He raised his eyebrows, smirk fading. Looked away.
Smart.
I took a seat by the window. Alena's face crossed my mind again. Christ. I raised my hand. "Scotch."
The glass was in front of me before I could breathe.
The plane taxied smoothly, lifted off smoother still. London fell away below us—the lights of the city shrinking to pinpricks, then nothing. Just darkness and distance and the hum of engines carrying me toward a man I'd spent my entire life trying to forget.
And then the memories came.
Unstoppable. Unwanted. The kind that lived in the back of my skull like shrapnel I could never quite dig out.
The leather seat smelled like her flat. My mother's flat. Old and worn and full of ghosts.
The hum of the engines sounded like the machines that kept me alive when I was born.
The darkness outside the window looked like the void I'd been cut from.
I was never told the full story until I was older. I had to piece it together from orphanage files I wasn't supposed to see, whispered conversations between social workers who thought I wasn't listening, the cold facts typed out in a coroner's report I stole when I was sixteen and desperate to understand why I was the way I was.
My mother took the pills when she was eight months pregnant with me.
Not to kill herself alone.
To kill us both.
She'd found out who my father was—some rising Bratva enforcer with connections and blood on his hands, a man who'd used her and vanished the moment she told him she was carrying his child. He laughed, apparently. Told her a bastard would only complicate things. Threatened her if she kept it.
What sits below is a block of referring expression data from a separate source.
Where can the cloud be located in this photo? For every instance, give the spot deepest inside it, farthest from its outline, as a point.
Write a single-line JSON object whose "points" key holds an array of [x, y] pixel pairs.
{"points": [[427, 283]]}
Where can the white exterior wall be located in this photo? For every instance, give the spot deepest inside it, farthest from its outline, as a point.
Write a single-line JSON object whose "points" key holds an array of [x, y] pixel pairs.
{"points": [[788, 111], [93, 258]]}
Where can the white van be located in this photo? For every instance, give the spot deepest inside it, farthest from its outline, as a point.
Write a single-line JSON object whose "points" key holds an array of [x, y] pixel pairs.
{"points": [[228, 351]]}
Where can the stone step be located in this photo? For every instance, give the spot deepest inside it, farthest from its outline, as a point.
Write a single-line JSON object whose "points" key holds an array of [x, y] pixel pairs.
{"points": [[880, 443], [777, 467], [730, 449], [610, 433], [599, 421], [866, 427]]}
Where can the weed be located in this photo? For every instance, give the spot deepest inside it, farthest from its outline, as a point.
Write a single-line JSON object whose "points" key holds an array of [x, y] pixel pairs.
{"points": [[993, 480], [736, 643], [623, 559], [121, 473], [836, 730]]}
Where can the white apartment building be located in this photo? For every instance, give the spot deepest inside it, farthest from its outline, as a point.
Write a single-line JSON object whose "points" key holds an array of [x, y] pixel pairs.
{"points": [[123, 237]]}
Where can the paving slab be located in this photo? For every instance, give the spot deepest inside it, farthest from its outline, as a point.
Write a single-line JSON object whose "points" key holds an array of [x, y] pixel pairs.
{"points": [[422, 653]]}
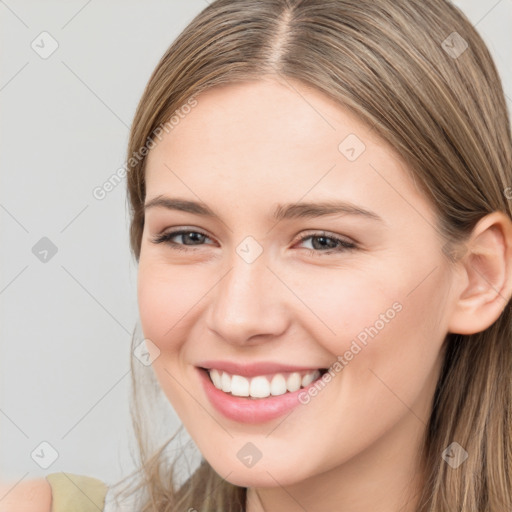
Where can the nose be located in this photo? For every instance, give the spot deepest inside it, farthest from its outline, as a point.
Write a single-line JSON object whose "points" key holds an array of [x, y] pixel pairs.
{"points": [[248, 304]]}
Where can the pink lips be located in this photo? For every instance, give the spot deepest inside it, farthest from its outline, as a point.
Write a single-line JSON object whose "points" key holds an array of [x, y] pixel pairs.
{"points": [[245, 409]]}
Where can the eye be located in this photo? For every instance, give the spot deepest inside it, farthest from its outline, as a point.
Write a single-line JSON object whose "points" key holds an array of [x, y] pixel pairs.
{"points": [[327, 244], [188, 238], [322, 242]]}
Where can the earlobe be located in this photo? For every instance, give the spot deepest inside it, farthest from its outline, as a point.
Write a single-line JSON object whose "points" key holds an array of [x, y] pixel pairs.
{"points": [[486, 270]]}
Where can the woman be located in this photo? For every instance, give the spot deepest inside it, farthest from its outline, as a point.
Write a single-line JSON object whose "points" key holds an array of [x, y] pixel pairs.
{"points": [[321, 218]]}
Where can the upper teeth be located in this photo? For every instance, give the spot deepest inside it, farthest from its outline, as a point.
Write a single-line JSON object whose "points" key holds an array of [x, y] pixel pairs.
{"points": [[262, 386]]}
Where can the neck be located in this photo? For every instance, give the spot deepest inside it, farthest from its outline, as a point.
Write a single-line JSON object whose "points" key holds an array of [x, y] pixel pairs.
{"points": [[386, 477]]}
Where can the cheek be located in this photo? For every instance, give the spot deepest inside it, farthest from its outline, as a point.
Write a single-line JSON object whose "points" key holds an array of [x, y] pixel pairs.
{"points": [[166, 299]]}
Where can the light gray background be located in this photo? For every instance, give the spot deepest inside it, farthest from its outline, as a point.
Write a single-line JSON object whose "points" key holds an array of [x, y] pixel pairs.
{"points": [[66, 324]]}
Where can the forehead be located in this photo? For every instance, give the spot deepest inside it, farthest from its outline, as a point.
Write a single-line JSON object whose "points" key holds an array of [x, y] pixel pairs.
{"points": [[265, 139]]}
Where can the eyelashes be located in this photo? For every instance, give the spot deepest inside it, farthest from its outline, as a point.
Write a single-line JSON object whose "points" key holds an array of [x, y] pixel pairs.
{"points": [[335, 244]]}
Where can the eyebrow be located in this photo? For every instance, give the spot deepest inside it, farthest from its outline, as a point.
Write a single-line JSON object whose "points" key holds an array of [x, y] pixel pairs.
{"points": [[282, 211]]}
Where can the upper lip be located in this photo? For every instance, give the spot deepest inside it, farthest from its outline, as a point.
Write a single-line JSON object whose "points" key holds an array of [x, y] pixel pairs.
{"points": [[254, 369]]}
Said he'd make her disappear if she ever came looking for money or support or anything resembling responsibility.
So, she chose death.
For both of us.
She swallowed enough pills to stop a heart twice her size, lay down on her bed in that small London flat, and waited for it to be over—waiting for the end she thought would spare me from his poison. She didn't want me born into his world. Didn't want me raised by monsters. Didn't want me to carry his blood, his legacy, his curse.
Was this the mother's love I heard so much about? Did she try to protect me? Maybe.
But I lived.
They cut me out after she was already gone. Heart stopped, body cold, skin turning gray. I came into the world covered in her blood, breathing only because machines forced air into my underdeveloped lungs. Born from a corpse. Born from a woman who chose death over letting me exist.
The note they found in her hand—folded tight, ink smudged from her fingers, the words burned into me like a brand—said it clearly enough for the adults to understand even if they tried to hide it from me:
You killed me by existing in my womb. You did this.
She never meant for me to read it even though it was clear—painfully so—she meant me. It was probably meant forhim. For Klaus. For the man who'd destroyed her life and then laughed about it. But someone—some well-meaning social worker or careless administrator—left it in my file. Someone thought I should know the truth.
So I grew up believing it.
Believing I was the reason she was dead.
Believing I carried death inside me from the very start, that my first act in this world was murder, that everything I touched would eventually turn to ash because that's what I was made of. Because it was true. I killed her. I drew my first blood before I was even born.
It's funny. I always wondered why I am so drawn to violence.
The plane leveled out. The seatbelt sign blinked off. Silence except for the steady drone of engines carrying me across an ocean toward the man who made my mother choose death over bringing me into his world.
I leaned my head back against the leather seat, closed my eyes.